[Esip-discovery] Relating services to datasets served, and datasets to available services
Mattmann, Chris A (388J)
chris.a.mattmann at jpl.nasa.gov
Thu Sep 1 12:51:50 EDT 2011
Hi Guys,
On Sep 1, 2011, at 6:54 AM, Lynnes, Christopher S. (GSFC-6102) wrote:
> Brian,
> I'm not completely opposed to the two-attribute solution, but unfortunately, adding ESIP specific attributes to the link element would make me want to go further. Specifically, I would want to go back to using standard values for the rel attribute, like "enclosure" instead of "http://..../data#" (Note 1). To disambiguate different kinds of enclosures, I would advocate an additional attribute, e.g., esip:enclosure_type="http://..../data#". Likewise, metadata would be rel=describedby, with a disambiguiator of esip:describedby_type="http://..../metadata#" and browse would be rel=icon, disambiguated by, well, you get the picture
> This would remove the single biggest discrepancy between the ESIP use of OpenSearch and the OGC use of OpenSearch. We might be technically compliant then.
> If we went that way, then I would back the two-attribute solution.

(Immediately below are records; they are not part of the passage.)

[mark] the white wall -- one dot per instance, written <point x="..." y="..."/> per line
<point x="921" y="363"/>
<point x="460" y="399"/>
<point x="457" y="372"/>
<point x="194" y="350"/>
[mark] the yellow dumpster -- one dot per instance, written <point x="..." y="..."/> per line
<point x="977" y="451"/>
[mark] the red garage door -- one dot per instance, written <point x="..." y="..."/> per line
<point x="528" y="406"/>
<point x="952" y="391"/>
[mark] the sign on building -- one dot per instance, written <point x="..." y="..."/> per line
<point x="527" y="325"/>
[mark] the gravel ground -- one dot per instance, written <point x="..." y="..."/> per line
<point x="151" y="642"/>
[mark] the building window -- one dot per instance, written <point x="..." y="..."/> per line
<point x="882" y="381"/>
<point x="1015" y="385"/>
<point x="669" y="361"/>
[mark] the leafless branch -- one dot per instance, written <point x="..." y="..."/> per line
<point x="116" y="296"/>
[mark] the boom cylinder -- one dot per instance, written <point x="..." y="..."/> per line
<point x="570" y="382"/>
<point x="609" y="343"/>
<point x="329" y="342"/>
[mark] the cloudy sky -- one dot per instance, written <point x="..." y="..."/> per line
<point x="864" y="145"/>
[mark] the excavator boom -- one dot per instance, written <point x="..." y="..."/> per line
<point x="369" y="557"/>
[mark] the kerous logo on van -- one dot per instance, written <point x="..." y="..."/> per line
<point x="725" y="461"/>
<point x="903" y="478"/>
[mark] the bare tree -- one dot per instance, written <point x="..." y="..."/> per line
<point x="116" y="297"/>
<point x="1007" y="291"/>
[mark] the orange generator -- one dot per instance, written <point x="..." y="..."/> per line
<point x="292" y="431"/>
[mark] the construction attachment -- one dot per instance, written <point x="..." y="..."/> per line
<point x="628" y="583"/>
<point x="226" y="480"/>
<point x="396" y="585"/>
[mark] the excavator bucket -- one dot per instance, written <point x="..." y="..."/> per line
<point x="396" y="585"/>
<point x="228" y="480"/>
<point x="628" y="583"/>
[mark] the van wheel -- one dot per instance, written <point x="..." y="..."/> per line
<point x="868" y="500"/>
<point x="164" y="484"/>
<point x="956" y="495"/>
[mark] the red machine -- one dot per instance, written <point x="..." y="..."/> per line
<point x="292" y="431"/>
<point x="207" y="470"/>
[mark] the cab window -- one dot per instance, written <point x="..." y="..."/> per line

+1, I would favor standard rel="" values such as enclosure, with the additional metadata that Chris suggests.
Cheers,
Chris
>
> Note 1: "The value "enclosure" signifies that the IRI in the value of the href attribute identifies a related resource that is potentially large in size and might require special handling."
>
> On Aug 31, 2011, at 9:27 PM, Wilson, Brian D (335G) wrote:
>
>>
>> Chris,
>>
>> The reason (I think) that it relates to DCP-2 is that we need to consistently use the
>> <link> tag in all of the casting/discovery standards. I would like to have all the power
>> of the two attributes (rel to express purpose and protocol to express plumbing semantics)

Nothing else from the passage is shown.